Convulsing as everything I’d ever eaten came back up, I grabbed desperately for the coarse grass around me, tearing free a handful. Even before my stomach had emptied itself fully, I was scrubbing at my chest, at the splatter of gore that had struck me there, directly upon that sacred symbol of the God Emperor of Mankind. I tore at my flesh, more intent on destroying that mark than cleansing myself, and the rough grass quickly wore away the flesh between my breasts. My own blood mingled with what remained of the man I had cared for, who I had killed.

Throwing aside the clump of grass with a cry of despair, I fell forward onto my chest, agony boiling outward from the self inflicted wound. I still didn’t feel clean, and I knew I never would. As I slowly cried myself out, drained, the last of my will poured out onto the unfeeling ground, I slowly reached up and clutched the marred aquila in my hand.
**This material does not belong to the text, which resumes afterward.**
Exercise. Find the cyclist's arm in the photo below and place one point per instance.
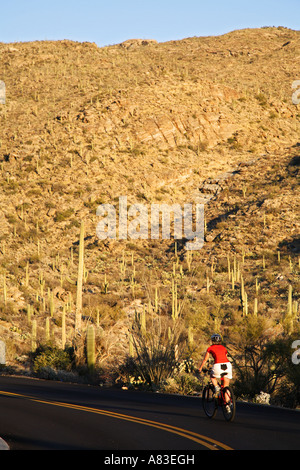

I could feel it still. The touch of that holy symbol was no longer pure, just as I knew when my flesh healed, there would be a mark there in the shape of blood splatter.

In a way I was glad. I didn’t want to forget what had happened tonight, what I had done to Marcus. If the symbol of my faith reminded me, then I would keep it always. And when that scar marred my flesh, a constant memorial, I would display it without shame. I had no idea what kind of life awaited me now, where these Eight were. I did know that anyone faithful to the God Emperor was now my enemy. Not by my choice, but because I had been a monster to them just for being a psyker, and now I was something worse.

Now I was a heretic.

As my will returned, my heart hardened itself to that reality. Heretic. Blasphemer. Abomination. If they were true, I had no choice but to continue. If I was already damned, then I had no option but survival to avoid my eventual fate. And though the more fatalistic part of me railed against continued existence in the darkness, another part whispered strange, comforting possibilities. Then those voices slowly broke apart into four, each of them familiar now.

Each of them family.

I could trust none, not even the Eight, especially not Shiss. Treachery cautioned me.

My ties were cut, and new ones must be forged anew. None flourish alone. Kinship assured me.

It was not darkness that awaited me, but freedom from the oppressive light. My fate was sealed, it was time to embrace it with a smile. The voice of Shiss, recognized now as Lasciviousness, invited me.

But most of all, I had to make a place where I was safe from pursuit. Where the fanatics and believers could not find me. Once there I would call the Eight, I would discover what awaited those who had fallen. There was no other path for me now. And when the Eight had become Nine, I would craft a body for my guide on this treacherous road. With her by my side I would be safe, free to live as I saw fit.

Because any who came after me would burn the way they would burn me. Wrath promised me it would be so.